Chez nous, de qui parle-t-on au juste ? Parmi les 212 000 employés rémunérés au salaire minimum au Québec en 2015, 61 % travaillaient à temps partiel et un autre 61 % avaient moins de 25 ans. Le salaire minimum a un impact très différent sur la capacité de subvenir aux besoins selon que vous êtes un étudiant occupant un emploi à temps partiel ou une mère de trois enfants. Augmenter les gains tirés d’un emploi étudiant, c’est aussi augmenter l’attrait des petits boulots comme mode de vie, alors qu’il faut plutôt encourager nos jeunes à persévérer jusqu’au diplôme et ainsi accéder à des emplois beaucoup mieux rémunérés.

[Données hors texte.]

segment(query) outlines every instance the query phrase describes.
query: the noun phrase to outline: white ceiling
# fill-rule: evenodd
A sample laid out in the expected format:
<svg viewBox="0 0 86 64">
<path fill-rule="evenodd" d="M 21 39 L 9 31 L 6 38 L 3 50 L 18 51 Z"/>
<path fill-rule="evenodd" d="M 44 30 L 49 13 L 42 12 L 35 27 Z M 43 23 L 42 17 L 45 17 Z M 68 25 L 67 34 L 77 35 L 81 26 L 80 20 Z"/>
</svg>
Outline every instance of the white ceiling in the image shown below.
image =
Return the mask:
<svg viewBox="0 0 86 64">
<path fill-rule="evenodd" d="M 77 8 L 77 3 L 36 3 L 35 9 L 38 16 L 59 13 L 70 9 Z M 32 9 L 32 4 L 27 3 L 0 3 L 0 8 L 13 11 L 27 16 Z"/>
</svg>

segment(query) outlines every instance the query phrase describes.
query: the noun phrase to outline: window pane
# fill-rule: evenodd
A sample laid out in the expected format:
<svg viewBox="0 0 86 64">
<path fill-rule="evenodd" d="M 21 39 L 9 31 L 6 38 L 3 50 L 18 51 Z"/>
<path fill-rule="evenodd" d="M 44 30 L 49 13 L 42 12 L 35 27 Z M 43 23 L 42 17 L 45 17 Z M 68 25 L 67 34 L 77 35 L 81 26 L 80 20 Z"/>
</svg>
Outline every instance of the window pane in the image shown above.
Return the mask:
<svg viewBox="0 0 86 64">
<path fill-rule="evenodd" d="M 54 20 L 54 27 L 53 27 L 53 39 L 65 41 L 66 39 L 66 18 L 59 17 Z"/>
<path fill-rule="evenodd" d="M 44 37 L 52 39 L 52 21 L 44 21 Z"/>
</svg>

Alors quelle est la meilleure manière d’améliorer les gains des travailleurs adultes qui se retrouvent au bas de l’échelle ? Depuis 2015, la Fédération préconise une bonification substantielle des mesures qui augmentent le revenu net des travailleurs à faible revenu. Le Québec a déjà des mesures fiscales comme la « Prime au travail » et le « Bouclier fiscal ». Le Canada a sa « Prestation fiscale pour le revenu de travail »; les États-Unis ont leur « Earned income tax credit ». Ce sont des mesures de ce genre que nous devrions bonifier pour aider les travailleurs à faible revenu. Enfin, la récréation de richesse demeure le meilleur moyen de combattre la pauvreté.

L’objectif ultime est juste, mais ce n’est pas en nous tirant dans le pied que l’on avancera plus vite.